The purpose of the paper is to analyse the translation into English and Korean of the old Polish criminal law terminology used by Adam Mickiewicz in his renown poem entitled “Master Thaddeus, or the Last Foray in Lithuania: A Nobility’s Tale of the Years 1811–1812, in Twelve Books of Verse” Mickiewicz (Pan Tadeusz czyli ostatni zjazd na Litwie. Historia szlachecka z roku 1811 i 1812 we dwunastu księgach wierszem). The research methods used encompass the analysis of parallel texts of the poem. The authors first selected the fragments of the poem containing criminal law terminology. Next analysed two translations into English (Biggs in Master Thaddeus, or the last Forey in Lithuania—by Adam Mickiewicz, an Historical epic poem in XII books, translated from the original by Biggs, with a Preface by W.R. Morfill, M.A. and Notes, by the translator and Edmond Naganowski, Trübner et Comp, London, 1885 and MacKenzie in Adam Mickiewicz.

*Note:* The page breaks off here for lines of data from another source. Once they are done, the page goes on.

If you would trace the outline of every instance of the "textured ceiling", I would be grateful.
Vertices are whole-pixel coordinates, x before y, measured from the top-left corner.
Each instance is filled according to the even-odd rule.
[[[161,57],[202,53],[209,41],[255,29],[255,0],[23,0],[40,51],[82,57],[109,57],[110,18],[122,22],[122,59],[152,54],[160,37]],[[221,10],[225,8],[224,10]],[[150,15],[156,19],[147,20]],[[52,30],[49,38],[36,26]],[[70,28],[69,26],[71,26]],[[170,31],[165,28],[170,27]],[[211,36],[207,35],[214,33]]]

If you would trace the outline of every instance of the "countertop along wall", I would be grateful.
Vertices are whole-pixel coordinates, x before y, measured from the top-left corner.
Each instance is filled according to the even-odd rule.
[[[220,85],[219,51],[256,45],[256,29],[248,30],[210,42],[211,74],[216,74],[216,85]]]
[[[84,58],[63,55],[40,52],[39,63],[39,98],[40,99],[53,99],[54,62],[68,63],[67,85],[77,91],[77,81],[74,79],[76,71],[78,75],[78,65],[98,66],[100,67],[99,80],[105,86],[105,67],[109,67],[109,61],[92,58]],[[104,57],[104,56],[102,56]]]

Pan Tadeusz or the Last Foray in Lithuania. A Tale of the Gentry in the Years 1811 and 1812 translated into English verse with Introduction by Kenneth R. Mackenzie, Polska Fundacja Kulturalna, Londyn, 1990) and one into Korean Cheong et al. (『판 타데우시』 [Pan Tadeusz] Hankuk University of Foreign Studies, Seoul, 2005). The findings reveal that the terminology under scrutiny in the majority of cases must be considered obsolete and legal system-bound. Mickiewicz (1834) referred to the laws binding Poles under the Third Lithuanian Statute (Wilno, 1774). Therefore, the translators had to face the challenge of deciphering the appropriate meanings and finding equivalents sufficiently conveying them.